Au-delà des images d’Epinal, la Révolution française n’a constitué, en réalité, ni la légitime révolte d’un peuple opprimé contre la tyrannie (fantasme degôôôche), ni l’infâme machination de sanguinaires égalitaristes prémarxistes (fantasme dedroâââte).

Elle s'est révélée comme emblème historique du basculement logique et progressif d’une société traditionnelle dans la modernité, qui a commencé par la conversion des cadres.

Puisque, depuis lors, la modernité a prouvé qu’elle est mensongère et suicidaire, il faut retrouver les valeurs et les structures fondamentales des sociétés prémodernes, mais sans fixation esthétisante et passéiste sur l’Ancien Régime ni la religion catholique.
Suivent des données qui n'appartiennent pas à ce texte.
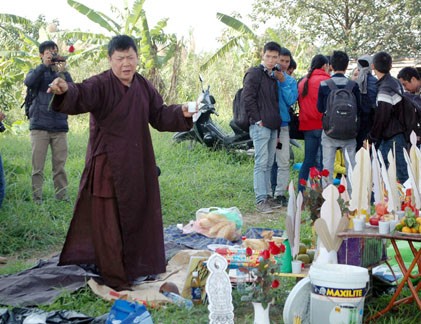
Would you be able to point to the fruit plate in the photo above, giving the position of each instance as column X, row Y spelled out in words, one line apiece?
column 372, row 226
column 409, row 234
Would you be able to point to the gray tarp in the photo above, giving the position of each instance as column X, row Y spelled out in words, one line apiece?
column 42, row 283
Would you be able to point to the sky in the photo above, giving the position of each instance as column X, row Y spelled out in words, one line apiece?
column 184, row 15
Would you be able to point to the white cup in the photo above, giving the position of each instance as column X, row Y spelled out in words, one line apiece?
column 191, row 106
column 359, row 224
column 384, row 227
column 393, row 225
column 296, row 266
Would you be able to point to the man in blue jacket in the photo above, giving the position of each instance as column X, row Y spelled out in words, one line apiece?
column 387, row 131
column 47, row 127
column 287, row 96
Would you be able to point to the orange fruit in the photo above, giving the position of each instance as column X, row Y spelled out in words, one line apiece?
column 406, row 229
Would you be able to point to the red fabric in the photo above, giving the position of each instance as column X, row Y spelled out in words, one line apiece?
column 310, row 118
column 121, row 141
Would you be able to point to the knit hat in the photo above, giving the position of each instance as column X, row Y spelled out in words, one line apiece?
column 364, row 67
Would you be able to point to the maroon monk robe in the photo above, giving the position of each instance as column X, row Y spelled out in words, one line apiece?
column 120, row 173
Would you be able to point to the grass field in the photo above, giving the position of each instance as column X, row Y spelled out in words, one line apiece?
column 192, row 177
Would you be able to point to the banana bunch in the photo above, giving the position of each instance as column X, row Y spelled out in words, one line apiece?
column 218, row 225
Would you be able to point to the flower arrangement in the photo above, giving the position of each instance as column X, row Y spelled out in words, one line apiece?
column 313, row 198
column 263, row 275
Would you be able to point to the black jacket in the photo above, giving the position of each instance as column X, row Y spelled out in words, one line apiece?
column 260, row 95
column 386, row 123
column 40, row 116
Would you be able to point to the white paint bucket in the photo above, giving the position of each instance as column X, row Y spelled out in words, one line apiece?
column 337, row 293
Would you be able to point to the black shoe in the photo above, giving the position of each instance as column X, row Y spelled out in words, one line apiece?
column 282, row 200
column 273, row 203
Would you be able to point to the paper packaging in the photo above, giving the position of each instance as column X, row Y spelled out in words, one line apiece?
column 296, row 266
column 384, row 227
column 359, row 224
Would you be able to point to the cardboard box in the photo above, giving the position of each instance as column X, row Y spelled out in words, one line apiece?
column 362, row 252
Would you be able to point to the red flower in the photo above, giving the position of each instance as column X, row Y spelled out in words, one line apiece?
column 283, row 248
column 274, row 249
column 266, row 254
column 314, row 173
column 325, row 173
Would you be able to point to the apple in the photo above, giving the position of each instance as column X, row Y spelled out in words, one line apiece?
column 374, row 220
column 381, row 208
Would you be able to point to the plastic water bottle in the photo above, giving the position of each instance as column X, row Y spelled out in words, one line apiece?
column 178, row 300
column 196, row 289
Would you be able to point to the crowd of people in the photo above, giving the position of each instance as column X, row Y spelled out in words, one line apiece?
column 117, row 222
column 374, row 100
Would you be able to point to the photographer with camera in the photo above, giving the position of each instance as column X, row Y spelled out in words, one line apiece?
column 47, row 127
column 2, row 178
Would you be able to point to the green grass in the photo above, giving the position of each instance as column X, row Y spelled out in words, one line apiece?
column 192, row 177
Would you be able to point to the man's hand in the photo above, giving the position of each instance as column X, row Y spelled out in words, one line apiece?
column 279, row 75
column 58, row 86
column 186, row 113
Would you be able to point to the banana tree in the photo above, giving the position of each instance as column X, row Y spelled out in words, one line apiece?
column 156, row 48
column 241, row 37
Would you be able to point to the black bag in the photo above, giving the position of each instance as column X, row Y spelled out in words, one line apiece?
column 240, row 116
column 340, row 120
column 409, row 115
column 29, row 98
column 294, row 124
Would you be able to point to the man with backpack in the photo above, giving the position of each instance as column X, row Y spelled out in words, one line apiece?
column 367, row 83
column 47, row 127
column 260, row 100
column 411, row 81
column 339, row 102
column 388, row 131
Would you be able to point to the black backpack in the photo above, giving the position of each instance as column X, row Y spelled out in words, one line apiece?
column 340, row 120
column 409, row 115
column 240, row 116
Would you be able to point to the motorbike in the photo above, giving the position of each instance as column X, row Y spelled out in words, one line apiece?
column 210, row 134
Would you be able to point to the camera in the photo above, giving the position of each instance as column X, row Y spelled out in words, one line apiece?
column 58, row 58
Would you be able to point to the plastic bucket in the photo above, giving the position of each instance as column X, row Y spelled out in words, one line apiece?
column 337, row 293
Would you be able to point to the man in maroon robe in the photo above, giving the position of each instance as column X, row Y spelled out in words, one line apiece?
column 117, row 221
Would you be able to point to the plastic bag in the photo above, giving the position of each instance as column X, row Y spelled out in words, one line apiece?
column 219, row 222
column 125, row 312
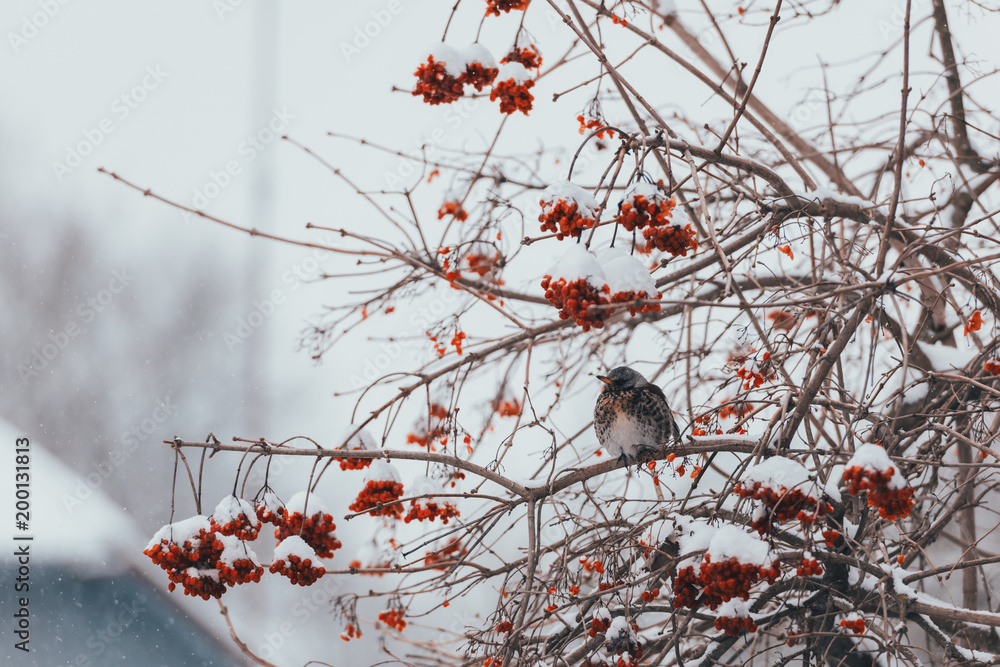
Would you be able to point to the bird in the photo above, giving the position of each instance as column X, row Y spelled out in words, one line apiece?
column 632, row 415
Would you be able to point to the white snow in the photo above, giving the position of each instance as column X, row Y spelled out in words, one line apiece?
column 297, row 503
column 628, row 273
column 874, row 458
column 383, row 471
column 477, row 53
column 730, row 541
column 452, row 59
column 295, row 546
column 271, row 502
column 516, row 71
column 778, row 472
column 235, row 549
column 182, row 531
column 230, row 508
column 735, row 608
column 362, row 440
column 572, row 193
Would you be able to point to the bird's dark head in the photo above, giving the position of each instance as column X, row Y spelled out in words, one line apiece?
column 622, row 377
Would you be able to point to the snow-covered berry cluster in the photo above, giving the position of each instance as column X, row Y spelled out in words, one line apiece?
column 393, row 618
column 785, row 491
column 494, row 7
column 733, row 563
column 189, row 551
column 235, row 516
column 567, row 210
column 630, row 283
column 446, row 72
column 511, row 87
column 854, row 623
column 809, row 567
column 428, row 508
column 383, row 485
column 526, row 55
column 871, row 470
column 644, row 205
column 267, row 508
column 734, row 618
column 316, row 529
column 454, row 209
column 295, row 559
column 674, row 239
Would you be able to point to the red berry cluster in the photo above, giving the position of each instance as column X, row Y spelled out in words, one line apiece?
column 686, row 589
column 975, row 323
column 478, row 75
column 782, row 505
column 298, row 570
column 453, row 208
column 564, row 218
column 316, row 530
column 436, row 84
column 640, row 209
column 810, row 567
column 241, row 569
column 494, row 7
column 735, row 626
column 599, row 624
column 630, row 298
column 513, row 95
column 591, row 123
column 574, row 300
column 267, row 509
column 857, row 625
column 892, row 503
column 730, row 579
column 429, row 510
column 191, row 564
column 374, row 496
column 393, row 618
column 671, row 238
column 526, row 55
column 511, row 408
column 236, row 517
column 453, row 549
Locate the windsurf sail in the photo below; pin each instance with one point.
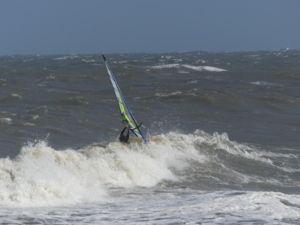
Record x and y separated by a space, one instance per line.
126 114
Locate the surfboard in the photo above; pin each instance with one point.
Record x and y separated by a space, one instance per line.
127 116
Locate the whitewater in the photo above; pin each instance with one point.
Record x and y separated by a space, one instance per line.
223 139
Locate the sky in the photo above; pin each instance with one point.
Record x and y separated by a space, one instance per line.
127 26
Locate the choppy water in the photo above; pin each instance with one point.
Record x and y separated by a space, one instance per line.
224 139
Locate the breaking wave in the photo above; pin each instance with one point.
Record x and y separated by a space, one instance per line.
187 66
43 176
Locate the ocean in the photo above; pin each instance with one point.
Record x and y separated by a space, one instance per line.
223 132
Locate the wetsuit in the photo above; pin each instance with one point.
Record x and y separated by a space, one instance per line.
124 136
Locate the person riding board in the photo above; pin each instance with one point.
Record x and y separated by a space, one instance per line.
124 135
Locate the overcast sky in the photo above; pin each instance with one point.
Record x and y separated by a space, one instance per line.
93 26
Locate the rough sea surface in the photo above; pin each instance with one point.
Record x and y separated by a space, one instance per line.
224 139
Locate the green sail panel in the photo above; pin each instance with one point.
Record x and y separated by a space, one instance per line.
126 115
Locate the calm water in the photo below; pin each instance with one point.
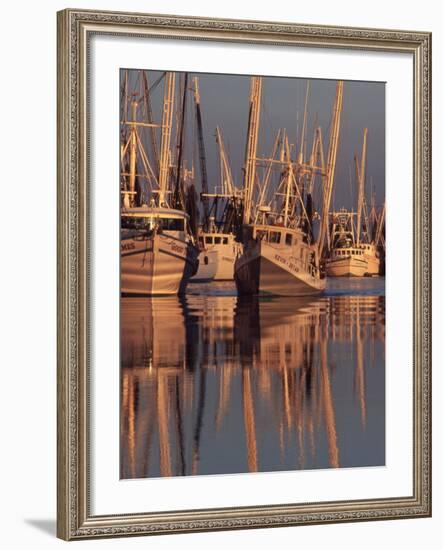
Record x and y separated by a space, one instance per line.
214 384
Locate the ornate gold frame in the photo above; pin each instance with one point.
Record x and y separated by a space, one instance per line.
75 27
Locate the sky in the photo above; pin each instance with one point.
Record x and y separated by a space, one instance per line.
225 102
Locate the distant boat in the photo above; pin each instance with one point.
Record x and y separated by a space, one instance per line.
280 255
346 258
353 250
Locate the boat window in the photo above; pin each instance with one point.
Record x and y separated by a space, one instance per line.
171 224
261 235
134 222
274 236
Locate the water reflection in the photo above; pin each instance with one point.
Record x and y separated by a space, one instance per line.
214 384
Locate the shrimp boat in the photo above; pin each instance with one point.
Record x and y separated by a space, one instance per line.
158 255
353 252
347 259
280 254
158 250
216 239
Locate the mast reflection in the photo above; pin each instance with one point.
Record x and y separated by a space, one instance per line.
217 384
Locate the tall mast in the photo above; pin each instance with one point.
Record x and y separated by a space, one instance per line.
168 108
251 146
178 195
330 165
150 119
303 132
201 154
227 183
361 174
133 156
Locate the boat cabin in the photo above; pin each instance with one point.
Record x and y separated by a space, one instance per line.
163 219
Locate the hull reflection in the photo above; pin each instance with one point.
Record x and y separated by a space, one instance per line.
218 384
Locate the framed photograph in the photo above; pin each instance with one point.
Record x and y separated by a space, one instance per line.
243 274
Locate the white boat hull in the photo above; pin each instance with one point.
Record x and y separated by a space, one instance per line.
155 264
347 267
373 264
264 269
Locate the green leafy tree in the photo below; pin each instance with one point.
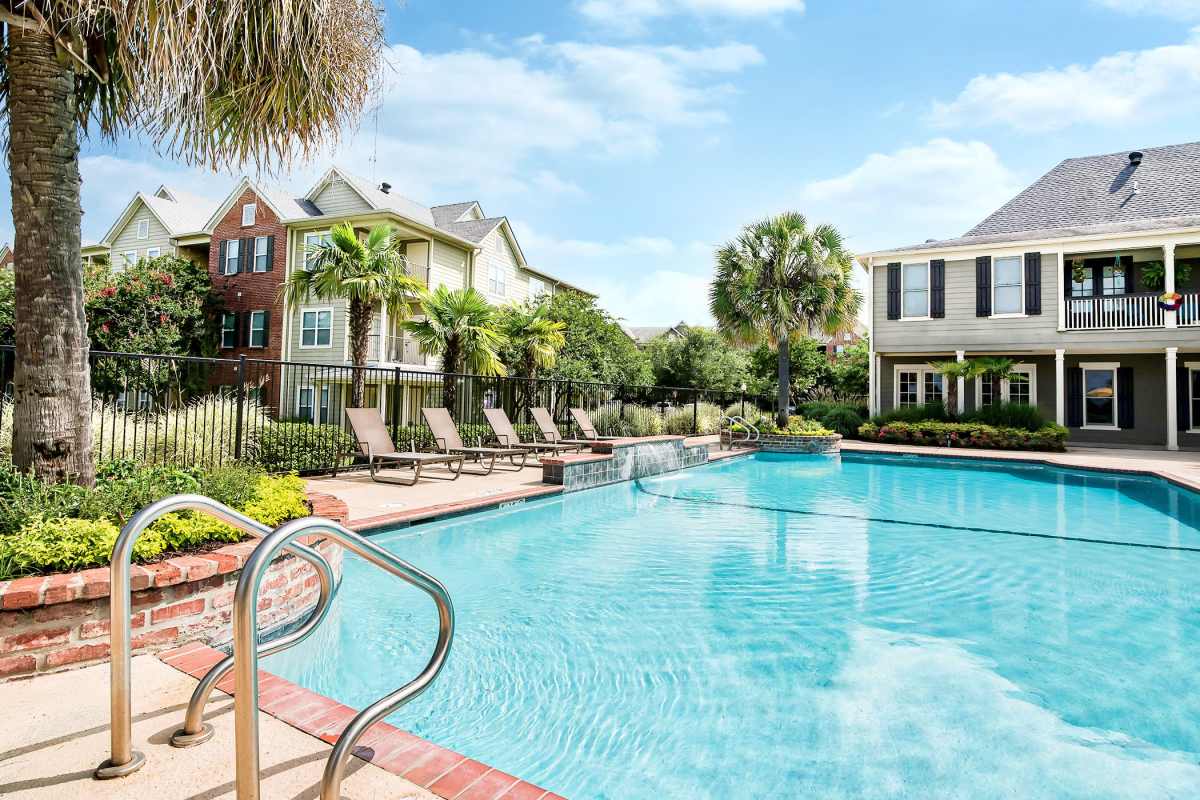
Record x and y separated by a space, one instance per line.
215 83
780 280
701 359
462 329
597 347
367 274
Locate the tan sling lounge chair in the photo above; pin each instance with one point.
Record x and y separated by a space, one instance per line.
508 435
445 434
550 431
376 444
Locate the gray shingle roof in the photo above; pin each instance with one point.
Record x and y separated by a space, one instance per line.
1099 190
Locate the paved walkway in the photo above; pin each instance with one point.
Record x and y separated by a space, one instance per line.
55 733
1180 467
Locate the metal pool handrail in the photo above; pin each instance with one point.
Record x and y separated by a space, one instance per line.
123 758
245 620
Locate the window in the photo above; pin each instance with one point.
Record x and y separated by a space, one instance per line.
261 254
258 329
232 262
915 287
311 242
1007 293
228 330
917 385
1099 396
317 328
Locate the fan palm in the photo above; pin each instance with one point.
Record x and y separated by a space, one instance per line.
364 272
780 280
461 328
213 83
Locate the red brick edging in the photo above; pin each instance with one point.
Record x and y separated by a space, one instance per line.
442 771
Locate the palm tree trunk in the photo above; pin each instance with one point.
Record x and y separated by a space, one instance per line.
52 385
785 382
360 340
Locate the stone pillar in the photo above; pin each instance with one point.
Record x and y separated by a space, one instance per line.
1173 428
1060 382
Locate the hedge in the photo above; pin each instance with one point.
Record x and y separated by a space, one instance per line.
1051 438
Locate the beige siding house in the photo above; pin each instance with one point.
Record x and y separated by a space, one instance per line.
1089 280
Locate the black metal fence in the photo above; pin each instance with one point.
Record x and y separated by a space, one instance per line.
288 415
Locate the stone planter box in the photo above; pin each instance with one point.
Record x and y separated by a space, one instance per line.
58 621
775 443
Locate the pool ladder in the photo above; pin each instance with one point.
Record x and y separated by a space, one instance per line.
246 650
751 431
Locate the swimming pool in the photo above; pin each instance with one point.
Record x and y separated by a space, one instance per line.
803 626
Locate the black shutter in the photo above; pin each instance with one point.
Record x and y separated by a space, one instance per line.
893 292
937 288
1033 283
1125 397
983 286
1075 397
1182 404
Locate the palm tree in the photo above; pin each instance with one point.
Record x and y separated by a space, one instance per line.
535 341
780 280
461 328
365 272
214 83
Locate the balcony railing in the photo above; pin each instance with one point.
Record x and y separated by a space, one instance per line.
1114 312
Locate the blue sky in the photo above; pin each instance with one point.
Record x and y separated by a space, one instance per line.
625 139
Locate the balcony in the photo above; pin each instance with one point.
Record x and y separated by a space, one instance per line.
1127 311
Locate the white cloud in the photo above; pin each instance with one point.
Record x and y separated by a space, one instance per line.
1171 8
1135 83
630 16
931 191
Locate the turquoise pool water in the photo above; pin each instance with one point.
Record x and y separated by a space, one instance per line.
803 627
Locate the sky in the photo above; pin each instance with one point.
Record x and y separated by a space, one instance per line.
627 139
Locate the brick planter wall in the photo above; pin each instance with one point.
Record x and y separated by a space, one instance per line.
52 623
773 443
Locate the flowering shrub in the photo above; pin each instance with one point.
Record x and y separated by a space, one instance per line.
966 434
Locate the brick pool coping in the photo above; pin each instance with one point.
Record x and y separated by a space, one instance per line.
445 773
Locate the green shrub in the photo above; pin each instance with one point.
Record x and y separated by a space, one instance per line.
966 434
300 447
1007 415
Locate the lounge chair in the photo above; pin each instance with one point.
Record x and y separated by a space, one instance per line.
445 434
509 438
550 431
376 444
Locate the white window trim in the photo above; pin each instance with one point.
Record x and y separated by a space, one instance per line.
1020 272
921 368
1027 368
929 293
317 310
1101 366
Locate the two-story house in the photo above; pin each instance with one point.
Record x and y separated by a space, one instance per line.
1089 280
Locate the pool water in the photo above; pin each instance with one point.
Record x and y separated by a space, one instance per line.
802 626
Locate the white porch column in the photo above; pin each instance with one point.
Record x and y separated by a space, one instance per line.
1169 286
1060 382
960 355
1173 432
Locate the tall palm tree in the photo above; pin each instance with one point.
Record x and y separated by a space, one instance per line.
780 280
461 328
365 272
210 83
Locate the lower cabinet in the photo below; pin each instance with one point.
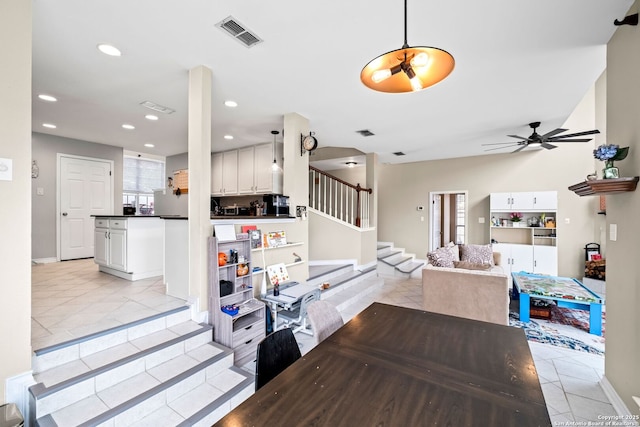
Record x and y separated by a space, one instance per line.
130 248
528 258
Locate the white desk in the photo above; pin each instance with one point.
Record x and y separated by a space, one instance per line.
289 295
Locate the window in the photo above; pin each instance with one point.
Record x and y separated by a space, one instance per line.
142 175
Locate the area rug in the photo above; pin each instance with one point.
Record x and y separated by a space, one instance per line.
562 333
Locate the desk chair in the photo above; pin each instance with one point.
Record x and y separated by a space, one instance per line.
298 315
325 319
274 354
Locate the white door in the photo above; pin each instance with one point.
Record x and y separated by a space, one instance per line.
85 189
245 171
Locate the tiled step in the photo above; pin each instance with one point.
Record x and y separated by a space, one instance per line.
162 370
410 267
355 293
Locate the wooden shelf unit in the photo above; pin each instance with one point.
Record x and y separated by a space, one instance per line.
605 186
243 331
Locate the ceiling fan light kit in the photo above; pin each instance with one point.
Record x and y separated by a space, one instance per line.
408 69
545 141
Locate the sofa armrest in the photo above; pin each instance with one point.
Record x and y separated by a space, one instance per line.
478 295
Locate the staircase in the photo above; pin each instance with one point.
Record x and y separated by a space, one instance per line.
346 284
394 261
162 370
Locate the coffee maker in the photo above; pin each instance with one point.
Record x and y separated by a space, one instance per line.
276 204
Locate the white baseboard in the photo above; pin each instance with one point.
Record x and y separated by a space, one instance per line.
44 260
617 403
17 388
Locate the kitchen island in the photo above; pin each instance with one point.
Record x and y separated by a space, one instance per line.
129 246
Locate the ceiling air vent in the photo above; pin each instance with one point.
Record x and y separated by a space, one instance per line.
157 107
239 31
365 132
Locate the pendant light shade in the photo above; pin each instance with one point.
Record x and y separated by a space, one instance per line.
408 69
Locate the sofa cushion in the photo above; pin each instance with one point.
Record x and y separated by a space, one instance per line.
477 254
441 257
471 265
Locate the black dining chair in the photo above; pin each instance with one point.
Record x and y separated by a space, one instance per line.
275 353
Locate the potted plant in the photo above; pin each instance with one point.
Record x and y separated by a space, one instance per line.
515 218
608 153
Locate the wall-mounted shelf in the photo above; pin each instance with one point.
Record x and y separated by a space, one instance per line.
605 186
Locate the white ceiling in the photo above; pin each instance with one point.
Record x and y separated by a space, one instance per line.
516 62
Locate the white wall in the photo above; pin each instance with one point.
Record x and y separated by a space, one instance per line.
15 214
403 187
622 361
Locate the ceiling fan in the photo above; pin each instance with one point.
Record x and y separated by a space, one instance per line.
545 141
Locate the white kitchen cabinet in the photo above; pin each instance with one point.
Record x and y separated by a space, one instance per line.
532 249
216 174
224 173
524 201
246 171
130 247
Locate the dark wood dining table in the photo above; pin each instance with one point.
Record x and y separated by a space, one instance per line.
395 366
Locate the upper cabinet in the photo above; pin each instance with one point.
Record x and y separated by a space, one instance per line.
247 170
224 173
523 201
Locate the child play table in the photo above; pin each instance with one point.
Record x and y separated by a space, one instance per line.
565 291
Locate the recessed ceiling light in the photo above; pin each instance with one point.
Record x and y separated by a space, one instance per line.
108 49
49 98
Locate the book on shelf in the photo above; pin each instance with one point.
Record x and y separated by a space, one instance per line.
276 238
256 238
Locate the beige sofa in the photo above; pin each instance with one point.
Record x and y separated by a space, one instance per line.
473 294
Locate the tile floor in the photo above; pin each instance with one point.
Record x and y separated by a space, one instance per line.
71 299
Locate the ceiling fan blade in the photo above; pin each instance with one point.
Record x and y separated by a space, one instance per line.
588 132
501 143
553 132
519 137
555 141
500 148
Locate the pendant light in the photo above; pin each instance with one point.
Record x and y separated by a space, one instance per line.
274 166
421 66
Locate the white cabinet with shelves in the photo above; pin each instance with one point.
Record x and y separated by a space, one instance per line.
130 248
524 201
242 331
525 248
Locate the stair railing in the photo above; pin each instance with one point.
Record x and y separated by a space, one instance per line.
339 199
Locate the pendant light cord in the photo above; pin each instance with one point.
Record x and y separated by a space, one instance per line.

J'y reviendrai.

Précisons d'abord que contrairement à la plupart des historiens français, je n'entends pas par époque moderne la période s'étendant de 1492 à 1789, mais notre présent depuis l'avènement des pseudo-« Lumières ».

Il est aisé, en effet, de constater que la rupture qui s'est produite aux environs de la moitié du XVIIIe siècle, est fondée sur des présupposés philosophiques uniformément parvenus jusqu'à nous, tant par leur application caricaturale à travers les développements technologiques et sociaux qui l’ont accompagnée et suivie (car ces présupposés philosophiques sont faux et utopiques et ne pouvaient donc produire que des monstres concrets) que dans leurs expressions théoriques - même si le collectivisme marxiste, issu de l'aile gauche du libéralisme davantage que de la pensée antilibérale, est quasiment mort et a laissé la place au libéralisme libertaire, complément sociétal du libéralisme économique.

Tout cela pour former, encore et même surtout aujourd'hui, un système civilisationnel que l'on peut qualifier de moderne, par opposition à l'architecture mentale, sociale et culturelle antérieure.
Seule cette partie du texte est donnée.